When it launched in 2007, MIT's sports analytics conference was little more than a curiosity.
Hastily arranged and held in a series of available classrooms in the dead of winter, the 175 attendees were primarily students anxious to hear from Daryl Morey, the MIT grad who had been teaching a popular sports analytics course when he was hired as general manager of the Houston Rockets.
What came next was unexpected.
Year by year, the gathering became bigger and bigger, evolving into nothing short of a cultural phenomenon, one that trends on Twitter and draws in some of the biggest personalities in sports.
On Friday, the ninth annual Sloan Sports Analytics Conference opens in Boston with three commissioners set to speak, more than 100 teams in attendance – including half of the NHL – and 3,100 people paying $500 each to watch it all unfold.
Roughly 2,000 more remain on the waiting list.
The event famously dubbed "Dorkapalooza" by ESPN's Bill Simmons years ago has gone mainstream, becoming a mecca for those both sporty and statistically inclined.
Morey, who remains one of Sloan's leading voices, has a simple explanation why.
"The reason for [our] growth is simple," he said on Thursday. "Analytics helps you make better decisions, which helps you win."
Morey's involvement has meant Sloan has traditionally been basketball-heavy, and once again, every NBA team is expected to have a representative.
But the conference has also branched out, and an increased focus this year will be on soccer and hockey, with the latter featuring a panel that includes Toronto Maple Leafs assistant GM Kyle Dubas and former Edmonton Oilers coach Dallas Eakins.
More than just a collection of eggheads, Sloan also now attracts athletes themselves, part of a new generation raised in the information age that views analytics as simply another way to gain an edge.
Carolina Hurricanes analyst Eric Tulsky's paper at Sloan last year on zone entries, for example, was read online by several NHL players, including Minnesota Wild star Zach Parise.
"The athletes are different," explained Jessica Gelman, vice-president of marketing and strategy for the Kraft Sports Group – owner of the New England Patriots – who co-founded the conference with Morey and serves as its chair.
"They're using data very differently. [Former NBA player] Shane Battier, this will be his first year coming to the conference, but he got it.

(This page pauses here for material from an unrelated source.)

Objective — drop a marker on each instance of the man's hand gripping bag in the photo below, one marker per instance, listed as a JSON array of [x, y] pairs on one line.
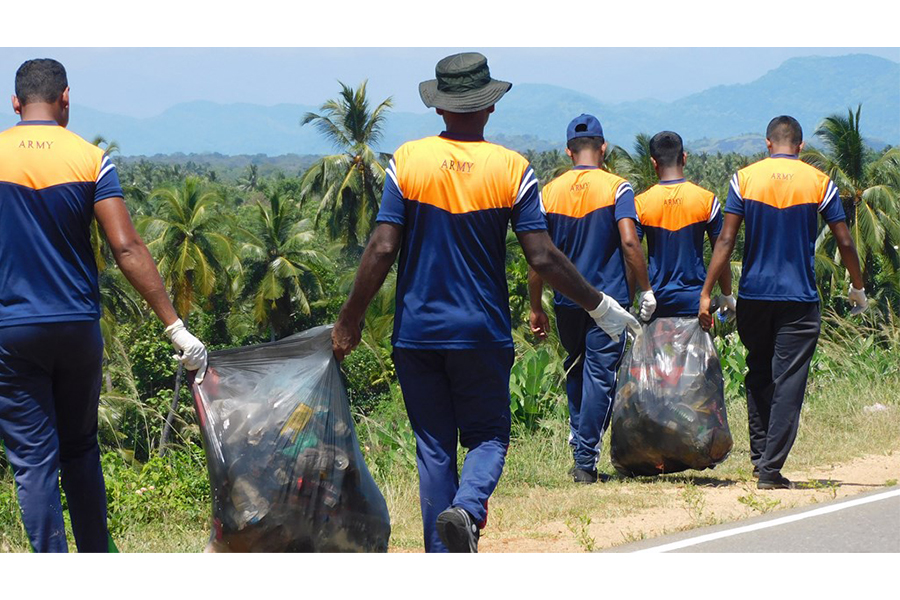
[[285, 467]]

He was using data to improve and think about what to do on the court. This younger generation of athletes, these millennials, they understand and see what's happening in society and think: 'How can I take advantage of this?' "
Battier will be one of the stars this year, especially after releasing a YouTube video earlier in the week explaining how he used increasingly advanced statistics during his career to shut down Los Angeles Lakers superstar Kobe Bryant.
Battier learned his weaknesses – according to the numbers – and responded appropriately on the court.
"I was lucky to grow up in the golden age of analytics in basketball," he said, crediting his knowledge of data with keeping him in the league so long. "The emergence of Big Data in sports."
He will be part of Sloan's "Innovators and Adopters" panel on Friday morning, a powerhouse group that features both Morey and Moneyball author Michael Lewis.
The conference will then close out on Saturday with another pairing of heavy hitters: Calgary Flames executive Brian Burke – a noted skeptic – will be paired with numbers guru Nate Silver on a panel ambiguously titled "The Future of the Game."
The panels are often where Sloan's headlines come from, but it also features hard-core number crunching, with in-depth research papers – i.e. "Applying Catapult Data in Hockey to Reduce Injuries and Improve Performance" – and competitions driving innovation every year.
Many leagues and teams now view Sloan as the perfect job fair, where they have access to the brightest sports-oriented minds in the world.
Students from more than 200 academic institutions – from as far away as Australia – will attend this year, including competing presentations from the business schools of Harvard, Dartmouth and the University of Pennsylvania.
The data revolution that has long since transformed banking, finance and other complex industries is well on its way to doing the same in sports. Big Data has led to big money, and professional sports court some of the biggest money there is in the ownership ranks.
Sloan has been a part of that – and is now helping lead the way.
"Like MIT, sports now live in a very hypothesis-driven environment," MIT grad and Los Angeles Dodgers general manager Farhan Zaidi said in a recent blog on the conference. "You need to ask the right questions, accumulate the right data and implement a strategy based on that data."
"The whole rise of data isn't just specific to sports," Gelman added. "It's happening across so many different industries, looking at what Google has done and what Amazon is doing. But [sports] are something people can relate to and understand.
"You now have a different type of person who is involved in running the teams and running the leagues, and they are more analytically oriented. That's been an explosion in the last 10 to 15 years, if you look at the owners of the teams – and even who the commissioners are – and their interests."
Editor's note: A Friday Sports story on sports data incorrectly said Farhan Zaidi is with the Oakland Athletics. He was recently named general manager of the LA Dodgers.